Cela n’a pas empêché Patrick N. d’avoir des ambitions en ce qui concerne l’accueil des vacanciers qui étaient déjà nombreux à cette époque et qui, en général restaient plus longtemps à La Serre.

Dans les années 1987-1995, j’étais d’accueil dans une caravane aménagée en bureau par Gérard B. Patrick a installé un ordinateur et une imprimante pour gérer tout le travail d’enregistrement des vacanciers.

Le matin, dès 8 heures, certains vacanciers décidaient de partir et il fallait encaisser leur séjour, leur sortir une facture en bonne et due forme. Il fallait donc que quelqu’un mette en route le groupe électrogène qui se trouvait en bas du terrain vers les cuves actuelles.

Je n’avais jamais vu un ordinateur de ma vie et grâce à la formation de Patrick et ensuite de Gérard, j’ai pu remplir mes tâches.
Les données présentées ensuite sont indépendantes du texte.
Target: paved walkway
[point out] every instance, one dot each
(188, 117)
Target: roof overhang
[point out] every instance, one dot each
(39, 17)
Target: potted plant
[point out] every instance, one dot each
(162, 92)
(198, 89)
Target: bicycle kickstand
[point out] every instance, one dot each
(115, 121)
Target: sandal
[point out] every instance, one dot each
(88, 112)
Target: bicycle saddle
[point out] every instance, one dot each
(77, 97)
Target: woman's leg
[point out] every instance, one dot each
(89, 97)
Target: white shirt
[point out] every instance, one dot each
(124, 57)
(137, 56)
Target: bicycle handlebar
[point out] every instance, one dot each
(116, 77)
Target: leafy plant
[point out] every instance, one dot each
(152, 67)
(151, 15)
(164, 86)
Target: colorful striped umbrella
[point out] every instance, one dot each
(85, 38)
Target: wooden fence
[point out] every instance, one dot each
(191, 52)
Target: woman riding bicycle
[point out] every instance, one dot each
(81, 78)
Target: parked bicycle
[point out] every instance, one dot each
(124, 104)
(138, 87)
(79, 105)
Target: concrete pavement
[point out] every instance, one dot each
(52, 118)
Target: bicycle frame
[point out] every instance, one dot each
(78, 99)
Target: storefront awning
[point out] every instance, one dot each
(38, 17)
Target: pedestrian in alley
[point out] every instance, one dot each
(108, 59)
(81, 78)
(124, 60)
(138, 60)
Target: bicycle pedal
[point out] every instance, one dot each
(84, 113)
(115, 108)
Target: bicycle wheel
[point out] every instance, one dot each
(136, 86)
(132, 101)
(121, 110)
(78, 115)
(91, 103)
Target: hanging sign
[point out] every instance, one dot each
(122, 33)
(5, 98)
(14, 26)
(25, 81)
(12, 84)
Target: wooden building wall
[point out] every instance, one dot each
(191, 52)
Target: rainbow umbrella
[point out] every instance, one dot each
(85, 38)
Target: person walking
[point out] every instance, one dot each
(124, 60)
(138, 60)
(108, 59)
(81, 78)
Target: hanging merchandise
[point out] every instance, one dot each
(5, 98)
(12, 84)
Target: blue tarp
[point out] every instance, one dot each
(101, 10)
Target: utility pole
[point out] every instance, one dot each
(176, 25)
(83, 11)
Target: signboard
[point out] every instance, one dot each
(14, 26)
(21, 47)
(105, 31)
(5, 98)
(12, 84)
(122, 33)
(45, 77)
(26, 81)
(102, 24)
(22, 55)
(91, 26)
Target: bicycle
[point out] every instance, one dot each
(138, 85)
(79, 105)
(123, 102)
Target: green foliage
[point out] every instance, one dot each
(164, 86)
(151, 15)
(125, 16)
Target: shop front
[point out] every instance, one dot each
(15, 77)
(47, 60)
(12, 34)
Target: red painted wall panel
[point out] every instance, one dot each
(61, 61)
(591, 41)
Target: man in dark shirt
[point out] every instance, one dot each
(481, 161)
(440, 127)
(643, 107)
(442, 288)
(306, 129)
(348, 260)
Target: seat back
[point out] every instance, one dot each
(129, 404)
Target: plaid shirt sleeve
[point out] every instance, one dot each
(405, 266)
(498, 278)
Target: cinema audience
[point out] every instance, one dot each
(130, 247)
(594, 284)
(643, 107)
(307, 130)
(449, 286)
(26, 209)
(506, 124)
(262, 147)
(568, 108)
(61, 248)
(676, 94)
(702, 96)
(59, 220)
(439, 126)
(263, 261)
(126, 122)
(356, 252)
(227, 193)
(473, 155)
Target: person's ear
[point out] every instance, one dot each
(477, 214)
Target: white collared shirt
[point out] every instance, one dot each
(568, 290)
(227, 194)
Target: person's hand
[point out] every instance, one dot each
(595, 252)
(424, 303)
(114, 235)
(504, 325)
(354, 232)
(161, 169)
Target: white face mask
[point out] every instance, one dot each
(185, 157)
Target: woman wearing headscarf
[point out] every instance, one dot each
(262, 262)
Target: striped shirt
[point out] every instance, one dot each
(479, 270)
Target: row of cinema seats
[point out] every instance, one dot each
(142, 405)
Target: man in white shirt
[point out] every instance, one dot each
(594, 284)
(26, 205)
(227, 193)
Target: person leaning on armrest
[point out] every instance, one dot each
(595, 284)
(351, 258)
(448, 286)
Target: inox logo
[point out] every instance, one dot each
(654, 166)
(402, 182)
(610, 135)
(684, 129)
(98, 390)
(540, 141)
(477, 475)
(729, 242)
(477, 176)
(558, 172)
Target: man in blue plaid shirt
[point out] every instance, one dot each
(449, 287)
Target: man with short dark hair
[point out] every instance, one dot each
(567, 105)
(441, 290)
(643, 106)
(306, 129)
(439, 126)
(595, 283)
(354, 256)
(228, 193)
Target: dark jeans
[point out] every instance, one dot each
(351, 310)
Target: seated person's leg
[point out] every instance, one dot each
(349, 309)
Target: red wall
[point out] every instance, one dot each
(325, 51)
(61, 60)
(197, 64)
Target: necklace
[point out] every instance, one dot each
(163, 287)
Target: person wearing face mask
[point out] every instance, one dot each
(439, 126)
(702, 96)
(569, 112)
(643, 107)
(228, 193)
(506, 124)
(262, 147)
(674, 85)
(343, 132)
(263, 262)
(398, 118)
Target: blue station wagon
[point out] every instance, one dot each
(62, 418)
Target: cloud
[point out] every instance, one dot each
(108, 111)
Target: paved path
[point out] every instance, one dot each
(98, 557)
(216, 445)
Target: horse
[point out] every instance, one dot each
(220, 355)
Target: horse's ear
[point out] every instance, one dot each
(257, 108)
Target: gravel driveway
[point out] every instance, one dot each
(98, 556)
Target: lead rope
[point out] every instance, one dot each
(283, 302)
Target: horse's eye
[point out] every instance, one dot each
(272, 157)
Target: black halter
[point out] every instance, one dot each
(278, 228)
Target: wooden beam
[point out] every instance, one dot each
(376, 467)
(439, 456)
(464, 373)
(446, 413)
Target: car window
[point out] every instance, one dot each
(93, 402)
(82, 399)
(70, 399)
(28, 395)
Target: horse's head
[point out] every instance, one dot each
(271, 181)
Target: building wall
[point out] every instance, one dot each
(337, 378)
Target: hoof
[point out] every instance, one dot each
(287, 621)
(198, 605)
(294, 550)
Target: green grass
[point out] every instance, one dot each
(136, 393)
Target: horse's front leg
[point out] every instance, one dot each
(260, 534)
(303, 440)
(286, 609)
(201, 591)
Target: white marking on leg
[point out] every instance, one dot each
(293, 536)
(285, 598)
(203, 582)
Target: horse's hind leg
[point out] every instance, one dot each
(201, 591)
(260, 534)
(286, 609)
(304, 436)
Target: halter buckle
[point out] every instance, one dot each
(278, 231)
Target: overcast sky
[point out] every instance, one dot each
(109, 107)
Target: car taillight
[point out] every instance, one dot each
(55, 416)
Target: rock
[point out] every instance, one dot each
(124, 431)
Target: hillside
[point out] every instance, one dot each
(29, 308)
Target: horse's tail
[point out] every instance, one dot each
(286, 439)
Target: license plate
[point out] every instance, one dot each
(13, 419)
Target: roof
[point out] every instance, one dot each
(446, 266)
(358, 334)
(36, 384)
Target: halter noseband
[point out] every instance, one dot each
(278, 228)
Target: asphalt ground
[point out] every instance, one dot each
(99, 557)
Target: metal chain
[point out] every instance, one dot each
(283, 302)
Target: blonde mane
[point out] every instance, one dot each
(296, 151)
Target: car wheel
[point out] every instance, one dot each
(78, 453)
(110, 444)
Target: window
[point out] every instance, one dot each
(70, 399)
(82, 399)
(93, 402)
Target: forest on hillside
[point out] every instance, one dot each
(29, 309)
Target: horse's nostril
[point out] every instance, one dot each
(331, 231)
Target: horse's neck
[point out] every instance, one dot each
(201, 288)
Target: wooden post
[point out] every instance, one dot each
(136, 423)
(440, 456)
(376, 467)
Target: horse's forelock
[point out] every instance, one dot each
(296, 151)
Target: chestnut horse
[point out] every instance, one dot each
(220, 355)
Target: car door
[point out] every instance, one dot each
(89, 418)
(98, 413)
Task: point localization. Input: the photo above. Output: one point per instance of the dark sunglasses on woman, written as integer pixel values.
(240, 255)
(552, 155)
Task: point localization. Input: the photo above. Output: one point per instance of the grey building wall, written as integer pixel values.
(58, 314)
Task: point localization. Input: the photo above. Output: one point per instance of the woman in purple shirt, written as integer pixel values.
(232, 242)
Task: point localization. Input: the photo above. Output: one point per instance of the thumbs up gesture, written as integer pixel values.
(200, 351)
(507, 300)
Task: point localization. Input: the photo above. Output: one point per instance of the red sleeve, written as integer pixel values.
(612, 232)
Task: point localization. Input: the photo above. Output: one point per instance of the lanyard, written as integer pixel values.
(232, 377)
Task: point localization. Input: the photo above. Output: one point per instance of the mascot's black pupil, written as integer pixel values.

Sauf que s’il avait plu la nuit, les feuilles de l’imprimante étaient humides et je ne vous dis pas la galère pour sortir une facture potable ! Mais les vacanciers étaient compréhensifs ! 


Merci donc à mes anciens formateurs qui m’ont permis d’évoluer en informatique, et je dois dire que maintenant, après quelques autres cours nécessaires, vu mon âge, je suis assez fière de ce que je peux encore faire dans ce domaine. Il est vrai qu’à l’époque, l’accueil était plus rudimentaire et il y avait moins de services annexes : pas de bar à gérer, pas de pain non plus, pas de glaces.

Tout cela n’a pu se concrétiser qu’avec la construction de l’accueil actuel et l’arrivée de l’électricité.

Nicole L

Merci à Nicole,

sans elles et sans eux et sans les désormais anciennes et anciens qui leur ont succédés, rien de notre paradis n’existerait.

Nous ne pouvons que leur exprimer tout notre respect et notre gratitude.

Merci pour les belles anecdotes.

Nicole L faisant partie des pionnières du Club du Soleil de Clermont-Ferrand, inscrite depuis le 06 Décembre 1964.


La petite histoire marrante du chêne du Capitaine

Par Michel

En 1964 nous n’étions que quelques adhérents et nous avions l’habitude après avoir bien travaillé pour le club de nous détendre dans la prairie.

Actuellement située à coté du grand terrain de boule, ou nous avions une belle vue sur le chêne du capitaine, qui à ce moment la n’avait pas été encore baptisé.

La parcelle à coté du chêne, ne nous appartenait encore pas, c’est pourquoi, il y avait à chaque fois un jeune d’environ 12 ans qui gardait quelques moutons et chèvres.

Les chèvres et moutons devaient souvent se garder tout seuls, car le jeune avait autre chose en tête.

C’était de vite grimper sur le chêne, afin de prendre position pour pouvoir admirer les dames et jeunes filles qui se prélassaient dans la prairie.

Chaque fois qu’il grimpait, jour après jour, de plus en plus haut, nous avions peur qu’il tombe, mais bien heureusement ce n’est jamais arrivé.

Nous ne savions pas, mais nous pensions toujours qu’après être redescendu et avant de retourner à Chadrat, qu’il avait du être obligé de « cavaler » un bon moment afin de rassembler tout son troupeau, mais aussi d’aller trouver ses copains dans le village afin de leur faire un compte rendu des « merveilles » qu’il avait eu la chance de voir mais … pas eux

Michel F

Michel, « La mémoire du Club » comme nous l’appelons ici, que nous saluons aujourd’hui par un clin d’œil avec une anecdote, parmi d’autres à venir.

Pionnier, inscrit au Club du Soleil de Clermont-Ferrand depuis le 24 Novembre 1963, initiateur et concepteur de l’exposition sur l’histoire du club à la salle d’animation et tant d’autres choses pour le club et notre mémoire .

En 1963 Michel fait parti du groupe de clermontois naturistes, qui prospecte la région clermontoise à la recherche d’un terrain propice à la pratique du naturisme.

Une parcelle de terrain de deux hectares et demi est retenue sur la commune de Saint-Saturnin à Chadrat. Le groupe adhère au Club du Soleil de Paris et devient la « Section Clermontoise » du Club du Soleil.

Les membres de l’association s’affairent et créent les premiers aménagements pour transformer le terrain en lieu de vie.